The source said most bodies were bound and shot in the head and many bore signs of torture -- trademarks of sectarian death squads and kidnap gangs plaguing the capital.
The United Nations estimated two months ago about 100 people a day were being killed in Iraq in sectarian bloodshed between the country's majority Shi'ite Muslims and minority Sunni Arabs.
U.S. military commanders have said the increased presence of troops on the streets, sweeping through violent neighborhoods to prepare them for Iraqi police control, had reduced the "murder rate" by more than 40 percent in August.

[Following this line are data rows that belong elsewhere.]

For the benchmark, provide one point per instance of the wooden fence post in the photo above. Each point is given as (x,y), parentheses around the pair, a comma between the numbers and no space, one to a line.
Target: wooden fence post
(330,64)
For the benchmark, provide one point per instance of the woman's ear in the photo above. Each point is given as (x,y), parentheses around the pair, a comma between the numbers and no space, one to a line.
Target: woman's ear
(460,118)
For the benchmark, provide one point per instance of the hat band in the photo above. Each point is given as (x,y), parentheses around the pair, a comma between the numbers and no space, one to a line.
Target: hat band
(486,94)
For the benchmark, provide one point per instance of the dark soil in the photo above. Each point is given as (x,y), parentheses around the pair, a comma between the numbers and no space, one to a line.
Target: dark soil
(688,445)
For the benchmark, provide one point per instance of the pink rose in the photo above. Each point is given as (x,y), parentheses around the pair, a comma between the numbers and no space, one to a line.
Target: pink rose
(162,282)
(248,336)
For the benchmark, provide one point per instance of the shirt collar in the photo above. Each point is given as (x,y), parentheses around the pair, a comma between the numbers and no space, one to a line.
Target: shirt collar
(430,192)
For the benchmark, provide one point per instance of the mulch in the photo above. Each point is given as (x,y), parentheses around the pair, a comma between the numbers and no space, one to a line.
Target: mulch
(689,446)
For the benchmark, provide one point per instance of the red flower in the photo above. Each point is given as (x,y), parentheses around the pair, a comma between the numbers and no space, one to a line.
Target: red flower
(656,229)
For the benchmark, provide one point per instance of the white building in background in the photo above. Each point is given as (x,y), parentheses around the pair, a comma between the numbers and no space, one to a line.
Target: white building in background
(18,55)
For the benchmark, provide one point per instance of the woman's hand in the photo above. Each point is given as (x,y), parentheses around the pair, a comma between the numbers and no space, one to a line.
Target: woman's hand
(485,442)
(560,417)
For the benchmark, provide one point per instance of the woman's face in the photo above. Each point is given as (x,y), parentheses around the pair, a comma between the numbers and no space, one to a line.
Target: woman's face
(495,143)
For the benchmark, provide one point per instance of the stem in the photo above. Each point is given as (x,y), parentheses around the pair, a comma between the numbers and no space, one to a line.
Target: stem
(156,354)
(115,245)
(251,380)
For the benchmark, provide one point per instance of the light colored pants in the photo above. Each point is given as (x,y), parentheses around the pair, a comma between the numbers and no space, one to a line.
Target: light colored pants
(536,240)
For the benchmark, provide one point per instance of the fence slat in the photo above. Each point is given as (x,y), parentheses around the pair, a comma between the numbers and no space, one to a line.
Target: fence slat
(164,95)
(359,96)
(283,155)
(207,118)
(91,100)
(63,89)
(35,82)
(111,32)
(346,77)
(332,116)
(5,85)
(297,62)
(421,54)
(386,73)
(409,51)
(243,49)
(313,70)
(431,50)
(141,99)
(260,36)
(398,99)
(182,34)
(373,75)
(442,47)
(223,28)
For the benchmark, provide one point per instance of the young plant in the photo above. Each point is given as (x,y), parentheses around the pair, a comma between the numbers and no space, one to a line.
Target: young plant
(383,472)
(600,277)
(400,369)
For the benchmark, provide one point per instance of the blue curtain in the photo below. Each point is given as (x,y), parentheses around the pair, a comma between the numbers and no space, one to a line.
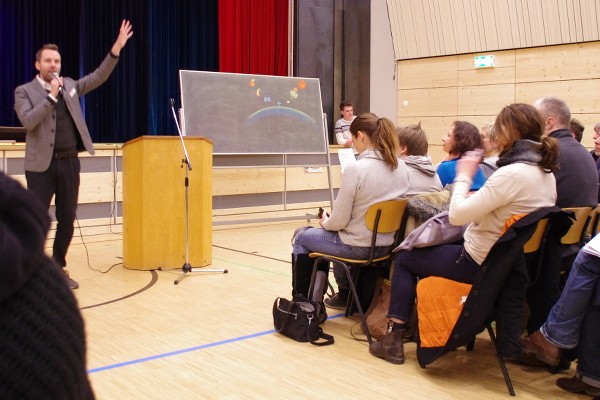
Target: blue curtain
(168,36)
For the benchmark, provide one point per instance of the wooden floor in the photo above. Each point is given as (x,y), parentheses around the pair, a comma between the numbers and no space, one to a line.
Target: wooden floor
(211,336)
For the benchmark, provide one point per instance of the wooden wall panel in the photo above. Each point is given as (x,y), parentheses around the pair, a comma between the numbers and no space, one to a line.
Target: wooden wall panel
(502,73)
(590,20)
(300,179)
(428,28)
(428,73)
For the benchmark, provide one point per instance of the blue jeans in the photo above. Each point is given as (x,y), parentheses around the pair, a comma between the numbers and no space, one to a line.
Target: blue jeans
(447,261)
(562,327)
(328,242)
(61,180)
(588,366)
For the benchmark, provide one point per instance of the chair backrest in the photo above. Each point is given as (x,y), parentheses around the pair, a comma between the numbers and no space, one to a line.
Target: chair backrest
(577,230)
(535,242)
(387,217)
(592,228)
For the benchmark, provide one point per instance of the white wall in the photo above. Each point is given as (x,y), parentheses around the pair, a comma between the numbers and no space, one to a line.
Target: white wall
(383,65)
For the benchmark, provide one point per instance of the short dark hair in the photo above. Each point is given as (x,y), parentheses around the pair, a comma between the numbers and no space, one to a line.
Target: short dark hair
(466,137)
(345,103)
(413,137)
(577,128)
(47,46)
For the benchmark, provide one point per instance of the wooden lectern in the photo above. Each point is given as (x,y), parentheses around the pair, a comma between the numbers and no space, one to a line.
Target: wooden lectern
(154,202)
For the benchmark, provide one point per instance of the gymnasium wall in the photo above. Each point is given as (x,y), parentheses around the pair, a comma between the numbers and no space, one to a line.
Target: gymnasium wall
(440,90)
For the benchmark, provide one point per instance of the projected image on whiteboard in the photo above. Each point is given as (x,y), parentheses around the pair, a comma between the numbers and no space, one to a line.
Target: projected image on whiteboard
(253,113)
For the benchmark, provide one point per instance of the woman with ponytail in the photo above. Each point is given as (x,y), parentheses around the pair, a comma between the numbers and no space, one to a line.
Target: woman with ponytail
(523,183)
(377,175)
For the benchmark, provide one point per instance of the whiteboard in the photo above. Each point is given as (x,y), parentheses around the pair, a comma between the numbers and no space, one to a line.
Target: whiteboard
(261,114)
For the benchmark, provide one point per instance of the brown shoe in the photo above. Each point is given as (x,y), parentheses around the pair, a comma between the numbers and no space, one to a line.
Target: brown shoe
(576,385)
(545,351)
(390,347)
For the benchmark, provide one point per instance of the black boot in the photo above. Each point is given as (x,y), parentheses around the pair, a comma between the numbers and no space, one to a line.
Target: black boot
(301,273)
(390,347)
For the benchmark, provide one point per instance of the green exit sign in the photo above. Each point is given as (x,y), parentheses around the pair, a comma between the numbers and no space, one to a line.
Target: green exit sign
(484,61)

That figure covered individual shootings but not bigger attacks such as bombings.
Last week, the U.N. office in Baghdad said the number of unidentified bodies taken to the city morgue in August fell by 17 percent to 1,536 from a record figure in July.
Morgue officials, who have stopped giving data to the media, say about 90 percent of the bodies they see are victims of violence.
More than one in four Iraqis live in Baghdad.
Sectarian killings in the capital have created waves of refugees, fleeing homes in neighborhoods where they feel in a minority and hardening a divide along the Tigris river between mainly Sunni west Baghdad and the mainly Shi'ite east.
Iraq's four-month-old coalition government is pursuing a "national reconciliation plan" to try to avert an all-out civil war.